あまり知られていませんが、実はそこらへんにいる生き物なのです。よく見られるのは廃水溝やコンクリートのきれめなどの苔、用水近くの笹などの枯葉の中などです。私は枯葉の中で採取することが多いです。要するに、少し水分を持った、あるいは枯れていても雨などで水分を得やすい環境ということのようです。
私のやっている採取の仕方は簡単で、採集した苔や枯葉を使い捨てカップ(高さがあるのでシャーレより良いと思います.)などにいれて水を半分くらいまで注ぐ、1、2時間してから、苔、枯葉を捨て、濁った水が透き通ってくるまで半日くらいおき、底の沈殿した泥の上5㎜程度残して上澄みを別の入れ物に入れる(捨てない方が良いです。その理由は次回にお教えします)。といったところです。
僅かに残した水と残渣をスポイトで混合して(下図1)のような丸形容器にいれて、顕微鏡で観察します。私はスポイトと丸型容器は100円ショップの旅行用薬小分け容器セット(下図2)で間に合わせています。また私の使っているのは15年前にネット通販で1万円くらいで購入した中古の顕微鏡ですが、ホームセンターなどで2-、3千円で購入できるものでも十分だと思います。
まず是非クマムシを実際に採取して観察してみてください。とても楽しいですよ。元々は子供の自由研究のネタにと思ってやってみたのですが、10年以上続く趣味となるほどのめりこんでしまいました。

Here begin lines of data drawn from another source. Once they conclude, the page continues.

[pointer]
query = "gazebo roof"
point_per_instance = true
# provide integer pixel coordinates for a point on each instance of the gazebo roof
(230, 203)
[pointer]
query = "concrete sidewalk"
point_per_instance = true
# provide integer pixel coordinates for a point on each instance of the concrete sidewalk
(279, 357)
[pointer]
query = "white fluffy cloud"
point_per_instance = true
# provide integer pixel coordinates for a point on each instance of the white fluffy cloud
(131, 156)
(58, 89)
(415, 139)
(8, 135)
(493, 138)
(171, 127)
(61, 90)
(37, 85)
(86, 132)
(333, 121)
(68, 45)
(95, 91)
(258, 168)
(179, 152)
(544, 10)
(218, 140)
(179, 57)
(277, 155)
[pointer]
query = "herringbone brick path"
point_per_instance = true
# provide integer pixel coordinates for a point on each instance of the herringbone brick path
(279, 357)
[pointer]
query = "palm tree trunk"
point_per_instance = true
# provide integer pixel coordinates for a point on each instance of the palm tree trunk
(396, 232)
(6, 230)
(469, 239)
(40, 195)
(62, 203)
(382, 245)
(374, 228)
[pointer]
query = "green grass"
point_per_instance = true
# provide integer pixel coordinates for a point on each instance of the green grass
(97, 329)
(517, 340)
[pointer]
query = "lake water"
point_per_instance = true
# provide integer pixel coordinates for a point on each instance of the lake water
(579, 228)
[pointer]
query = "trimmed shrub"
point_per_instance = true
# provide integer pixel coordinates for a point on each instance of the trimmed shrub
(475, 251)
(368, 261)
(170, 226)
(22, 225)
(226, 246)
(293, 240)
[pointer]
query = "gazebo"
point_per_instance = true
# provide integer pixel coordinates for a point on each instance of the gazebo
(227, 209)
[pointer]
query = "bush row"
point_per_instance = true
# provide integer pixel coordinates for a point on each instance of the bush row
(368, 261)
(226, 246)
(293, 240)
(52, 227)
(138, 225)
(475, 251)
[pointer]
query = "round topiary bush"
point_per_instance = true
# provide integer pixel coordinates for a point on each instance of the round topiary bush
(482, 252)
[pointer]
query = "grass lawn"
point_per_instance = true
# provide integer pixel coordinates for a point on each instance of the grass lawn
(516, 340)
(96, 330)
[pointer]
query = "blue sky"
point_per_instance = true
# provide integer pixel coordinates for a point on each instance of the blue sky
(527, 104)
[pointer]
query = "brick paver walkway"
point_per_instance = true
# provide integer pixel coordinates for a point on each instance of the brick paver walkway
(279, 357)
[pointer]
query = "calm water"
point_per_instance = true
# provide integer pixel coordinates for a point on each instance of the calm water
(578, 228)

クマムシを見つけるポイントは、土粒、草のかけらなどに交じってもぞもぞ動くものを見つけることです。線虫はリズミカルに繰り返し運動、ワムシの仲間は主にピストン運動をしていますが、それとは異なり何か小刻みに不規則な運動をしているものが怪しいです。
また、仮死状態で身動きをせず漂っているものも見つかったりします(多くは翌日元気に動いています)。

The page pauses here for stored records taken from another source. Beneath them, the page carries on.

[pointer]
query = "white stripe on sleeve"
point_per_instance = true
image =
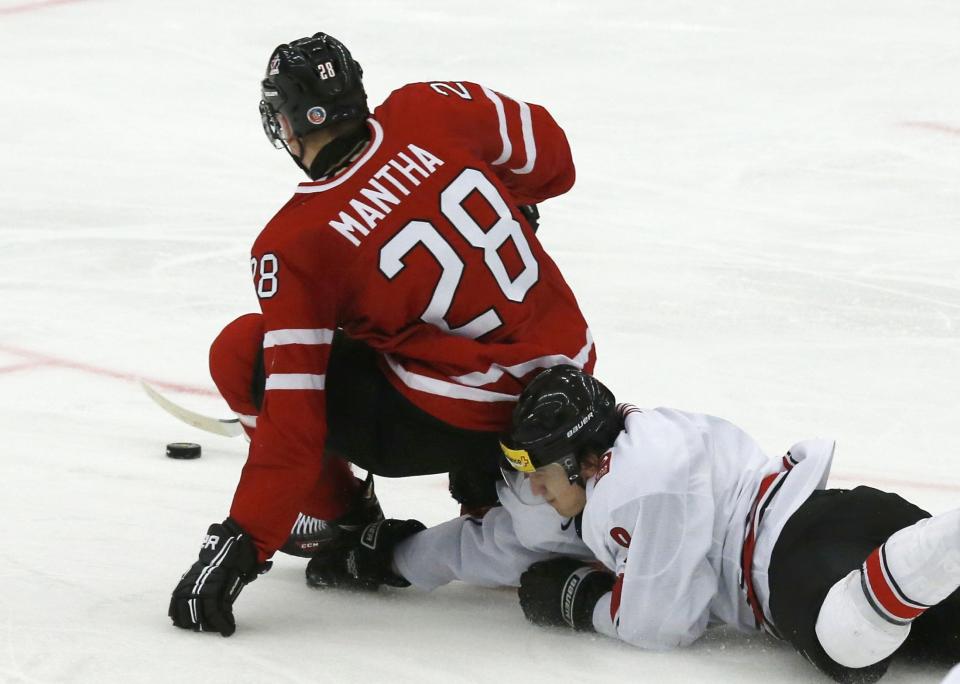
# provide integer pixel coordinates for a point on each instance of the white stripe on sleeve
(293, 381)
(277, 338)
(502, 120)
(249, 421)
(529, 143)
(496, 371)
(441, 388)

楽しさの第一はまず見つけるのがなかなかむつかしく、やっと見つけたということ自体嬉しくなってしまいます。いうならばカブトムシを採集したような感じです。第二に見つけたクマムシの愛らしさだと思います。容器の水中は本来の環境とは異なるせいか非常に不器用にもがくように8本の脚を動かし、中にはごみに絡まって本当に身動きが取れなくなってしまうやつもいます。また、その辺のクマムシの多数派であるオニクマムシは眼点を持ち、愛らしいキャラクタと同じような表情を見せます。

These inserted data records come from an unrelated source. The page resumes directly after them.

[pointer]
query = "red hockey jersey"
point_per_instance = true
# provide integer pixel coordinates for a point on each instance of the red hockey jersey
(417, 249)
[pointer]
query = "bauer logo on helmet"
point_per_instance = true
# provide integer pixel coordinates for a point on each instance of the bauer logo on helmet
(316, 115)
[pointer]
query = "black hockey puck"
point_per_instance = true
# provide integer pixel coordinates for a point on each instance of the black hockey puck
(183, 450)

私が自分ではじめて見つけたクマムシの映像を載せておきます。つぶらな瞳?と不器用にもがく姿が印象的です
実はクマムシにもエピジェネティクスがあると考えられます。一番の特徴は周り水分がなくなってくると「乾眠」あるいは「樽(タンと読みます)」と呼ばれる状態となり前述した高熱や高線量にも耐えられるようになります。
それではこれから、エピジェネティクスに関連するようなMy研究をご紹介していきたいと思います。あらためまして、どうぞよろしくお願い申し上げます。